IT has now been a year since the National Defence Academy (NDA) started the much-discussed Bachelor of Technology (BTech) course for Naval cadets and six months since it commenced the course for the Air Force cadets. But there are more questions than answers that arise about the overall infrastructure and faculty staffing for these courses.
The introduction of the courses has again brought to the fore the mistrust and conflict between civilian faculty and military authorities at the tri-services academy. Irrespective of who has the edge, the ultimate losers, like always, will be the cadets, who are the future leaders of the Indian Armed Forces, sources said.
While the Academy has started a new institute within itself — Institute of Engineering and Technology (IET NDA) — to conduct these courses, it has neither building nor enough faculty members to teach all the subjects for various semesters. The physics and chemistry laboratories in Manoj Pandey Block have been re-designated for BTech course, a source said.
Two civilian faculty members who earlier used to teach BSc courses and eight service faculty members form the current teaching strength for BTech courses. What is raising even more doubts, sources said, is the fact that the information about none of these faculty members has been posted on any website, citing security reasons. “When an institute like the Indian Naval Academy in Ezhimala can post names of its several faculties on the website, why not NDA? Is it because not all of them are qualified as per AICTE norms?” asks a civilian staffer.

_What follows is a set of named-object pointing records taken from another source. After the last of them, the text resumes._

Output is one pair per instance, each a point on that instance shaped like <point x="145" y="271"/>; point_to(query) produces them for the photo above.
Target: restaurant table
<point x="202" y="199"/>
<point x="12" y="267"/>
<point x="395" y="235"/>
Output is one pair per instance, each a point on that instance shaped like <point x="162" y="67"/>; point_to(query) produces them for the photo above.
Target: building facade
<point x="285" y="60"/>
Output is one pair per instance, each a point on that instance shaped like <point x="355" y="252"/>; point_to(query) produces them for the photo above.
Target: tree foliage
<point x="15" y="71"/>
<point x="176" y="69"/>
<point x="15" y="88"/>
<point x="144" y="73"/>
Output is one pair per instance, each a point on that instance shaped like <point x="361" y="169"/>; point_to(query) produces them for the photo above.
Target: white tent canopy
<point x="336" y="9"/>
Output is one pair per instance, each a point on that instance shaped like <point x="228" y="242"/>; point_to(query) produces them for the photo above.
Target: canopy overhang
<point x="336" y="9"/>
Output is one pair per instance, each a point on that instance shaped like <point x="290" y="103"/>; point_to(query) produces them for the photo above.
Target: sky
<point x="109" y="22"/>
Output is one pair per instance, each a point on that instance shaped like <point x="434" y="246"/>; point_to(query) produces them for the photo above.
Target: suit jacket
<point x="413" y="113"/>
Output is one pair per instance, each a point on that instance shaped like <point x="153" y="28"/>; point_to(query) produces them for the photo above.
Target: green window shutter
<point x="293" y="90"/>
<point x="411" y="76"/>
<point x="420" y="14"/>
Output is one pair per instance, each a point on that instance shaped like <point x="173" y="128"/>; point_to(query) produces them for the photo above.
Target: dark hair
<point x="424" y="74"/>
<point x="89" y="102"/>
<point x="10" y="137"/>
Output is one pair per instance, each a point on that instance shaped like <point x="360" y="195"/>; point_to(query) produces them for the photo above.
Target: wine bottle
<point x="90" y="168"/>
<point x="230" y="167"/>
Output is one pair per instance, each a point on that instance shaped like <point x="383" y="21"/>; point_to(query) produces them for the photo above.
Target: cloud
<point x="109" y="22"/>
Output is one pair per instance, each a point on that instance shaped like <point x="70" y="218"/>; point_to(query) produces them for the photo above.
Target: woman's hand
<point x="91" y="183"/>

In an elaborate reply to a query from The Indian Express, the NDA said, “The NDA has set up the new Institute of Engineering and Technology as per the directions of the Headquarters of Integrated Defence Staff to conduct the BTech programme. The Integrated Headquarters of the Navy and the Air Force have posted officers qualified as per the AICTE norms to conduct BTech classes for engineering subjects. The Headquarters of Integrated Defence Staff, Ministry of Defence, has posted Civilian Academic Officers (CAOs) for conducting Academic Training to cadets of NDA. Some of these CAOs appointed by Headquarters of Integrated Defence Staff possess requisite qualifications to conduct classes on Basic Sciences and Elective Subjects of the B Tech programme. In order to optimally utilise the Services of these highly qualified CAOs and rationalise the government expenditure, they will be allotted duties to conduct classes as part of the BTech programme. Divulging the details of the Civilian as well as Military Officers of the NDA will lead to breach of security protocols and will pose security risk and hence cannot be posted on any websites.”
Questions are also being raised about some civilian faculty members who have been given important administrative posts for BTech course at IET NDA. Allegedly, they have pending inquiries by the Central Bureau of Investigation (CBI) against them. Replying to a query on this, the NDA said, “To the best of NDA’s knowledge, no CBI inquiry is pending against the person who is named as the head of the institute.”
A civilian faculty member said on the condition of anonymity, “When the courses begin this June, it would be the third batch of the Naval cadets and second of the Air Force cadets who will be admitted in the BTech course. Our only concern is whether the NDA is doing it in spite of not having enough infrastructure and faculty to do it. The military authorities will accuse us of shouting for no reason because we are being asked to do extra work. But our question is because of the rift between the military authorities and civilian faculty, which are around 80 in number, the cadets are at loss.”
NDA, the premier military training institute of India, has a strength of around 2,100 cadets spread over six terms. In the recent times, all the service chiefs of the Armed Forces have been NDA alumni.
The Indian Express has reported several times about the friction between military leadership and civilian faculty at the NDA, including the instance of civilian faculty being denied the permission to form an organisation, and several legal cases that the academy has fought and is still fighting with the civilian staff over service issues. It has also been reported how a Bachelor of Engineering course, started by the NDA in collaboration with Pune University, had to be scrapped because it had no AICTE approval and two batches had to go back from BE to BSc courses, leaving the cadets in lurch.